I used to read bedtime stories to

Nicholas and his twin. It was perhaps the best part of babysitting two mischevious small boys and their two older siblings.
The twins would sit one on either side of me - so they could see the pictures. Their brother and sister would sit on the floor in front of me and listen - even though they declared they were "too big and just there to see that the twins behave". Are you ever too old for a bedtime story? I doubt it. I think the BBC still does "A book at bedtime".
I do not particularly like anyone reading aloud to me. It is possible that this is because I have had to endure too much of this being done in a spectacularly bad way. My mother once confessed to almost having nodded off as she listened to small children, still learning to read, progress as snail's pace from one word to the next.
I never did much reading aloud, even at school. I could read long before I went to school and my teachers were more than happy to leave me to my own devices while they worked with those who were struggling with the great mystery of the black lines on the white page. I was reading lengthy hardcovers when most of the class was still learning to read the limp first primer. Nobody considered this very extraordinary. Everyone knew that I just liked to read.
Even early in school I would often be irritated by someone reading aloud. It was badly done.
The same thing occurs all too frequently at Writers' Weeks and other author meetings. Being able to write is no guarantee that you can read aloud, even from your own work.
Two birthdays back my sister gave my father an audio-book as a little extra. He likes the writer and has not read that particular book - and he still has not listened to it. He prefers to read in silence.
The odd thing is that it took many, many years for reading in silence to become the accepted norm. Reading aloud was the accepted thing, even if you were alone. I can only assume that this was because of the pre-reading tradition of story telling and the fact that there were far fewer literate people.
Somehow though a child's picture book is there to be read aloud.

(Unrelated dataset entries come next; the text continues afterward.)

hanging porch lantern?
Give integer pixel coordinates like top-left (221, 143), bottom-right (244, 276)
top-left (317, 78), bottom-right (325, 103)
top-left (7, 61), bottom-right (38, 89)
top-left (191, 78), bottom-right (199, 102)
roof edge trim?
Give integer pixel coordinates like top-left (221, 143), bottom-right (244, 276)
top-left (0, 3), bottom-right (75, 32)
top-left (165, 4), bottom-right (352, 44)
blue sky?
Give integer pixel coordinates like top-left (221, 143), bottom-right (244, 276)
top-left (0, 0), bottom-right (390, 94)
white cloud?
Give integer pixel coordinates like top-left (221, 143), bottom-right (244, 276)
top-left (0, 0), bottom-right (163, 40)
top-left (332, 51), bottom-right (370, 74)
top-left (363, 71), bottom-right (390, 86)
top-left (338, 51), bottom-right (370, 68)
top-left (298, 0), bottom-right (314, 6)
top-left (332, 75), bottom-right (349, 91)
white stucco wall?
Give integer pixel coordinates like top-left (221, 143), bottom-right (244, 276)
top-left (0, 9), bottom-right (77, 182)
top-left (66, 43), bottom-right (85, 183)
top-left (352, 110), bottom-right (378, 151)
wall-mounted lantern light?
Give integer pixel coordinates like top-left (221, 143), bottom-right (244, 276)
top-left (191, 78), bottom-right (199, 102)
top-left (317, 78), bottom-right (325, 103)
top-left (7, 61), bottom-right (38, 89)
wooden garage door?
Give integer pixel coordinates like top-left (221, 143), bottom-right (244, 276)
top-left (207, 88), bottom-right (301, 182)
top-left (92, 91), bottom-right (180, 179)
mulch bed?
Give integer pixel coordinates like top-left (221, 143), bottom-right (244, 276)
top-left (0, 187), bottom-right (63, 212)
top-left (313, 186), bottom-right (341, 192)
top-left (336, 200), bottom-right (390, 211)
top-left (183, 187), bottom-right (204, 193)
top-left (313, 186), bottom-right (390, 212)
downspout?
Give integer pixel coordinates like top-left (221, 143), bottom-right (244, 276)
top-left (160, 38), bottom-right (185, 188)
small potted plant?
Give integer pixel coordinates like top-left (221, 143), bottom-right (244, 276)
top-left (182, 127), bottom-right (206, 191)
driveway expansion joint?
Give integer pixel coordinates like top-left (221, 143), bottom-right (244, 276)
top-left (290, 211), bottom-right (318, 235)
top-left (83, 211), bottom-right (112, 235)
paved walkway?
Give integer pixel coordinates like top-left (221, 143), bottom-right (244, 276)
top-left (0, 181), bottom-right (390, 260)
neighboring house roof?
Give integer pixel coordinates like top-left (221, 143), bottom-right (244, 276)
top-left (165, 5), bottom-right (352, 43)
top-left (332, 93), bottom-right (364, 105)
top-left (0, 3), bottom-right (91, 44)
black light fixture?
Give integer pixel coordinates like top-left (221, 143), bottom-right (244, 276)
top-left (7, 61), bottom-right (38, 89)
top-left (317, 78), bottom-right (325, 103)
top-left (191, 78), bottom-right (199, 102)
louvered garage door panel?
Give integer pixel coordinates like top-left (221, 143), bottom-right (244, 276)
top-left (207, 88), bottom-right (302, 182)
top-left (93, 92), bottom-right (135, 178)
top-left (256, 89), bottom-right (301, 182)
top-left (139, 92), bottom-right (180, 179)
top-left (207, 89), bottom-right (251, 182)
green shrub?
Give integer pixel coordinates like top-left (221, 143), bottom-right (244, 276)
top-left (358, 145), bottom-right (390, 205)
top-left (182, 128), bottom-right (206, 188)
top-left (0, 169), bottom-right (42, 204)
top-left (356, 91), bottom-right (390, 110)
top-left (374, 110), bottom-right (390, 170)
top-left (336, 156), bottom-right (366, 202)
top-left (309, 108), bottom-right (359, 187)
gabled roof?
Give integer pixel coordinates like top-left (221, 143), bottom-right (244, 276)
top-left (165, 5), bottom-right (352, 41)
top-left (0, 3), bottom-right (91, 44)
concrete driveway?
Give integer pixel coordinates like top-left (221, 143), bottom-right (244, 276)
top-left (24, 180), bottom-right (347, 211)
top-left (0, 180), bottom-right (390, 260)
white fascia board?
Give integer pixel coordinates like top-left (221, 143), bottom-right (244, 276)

Yesterday, after the funeral, I came home and pulled one of Nick's favourite books off the shelf - and read it aloud.

2 comments:

Anonymous said...

Oh, yes, children's picture books are best read aloud. I still have books I read to my children and some of those I still have to read aloud.
(A couple of them I have to read'in character' .... something out of character for me.

Judy B

catdownunder said...

I cannot read in character either!
I have no acting skills at all - was once introduced to a group of actors as,"This is Cat who does NOT want to be one of us." Everyone laughed and, after that, we all managed to get on very well.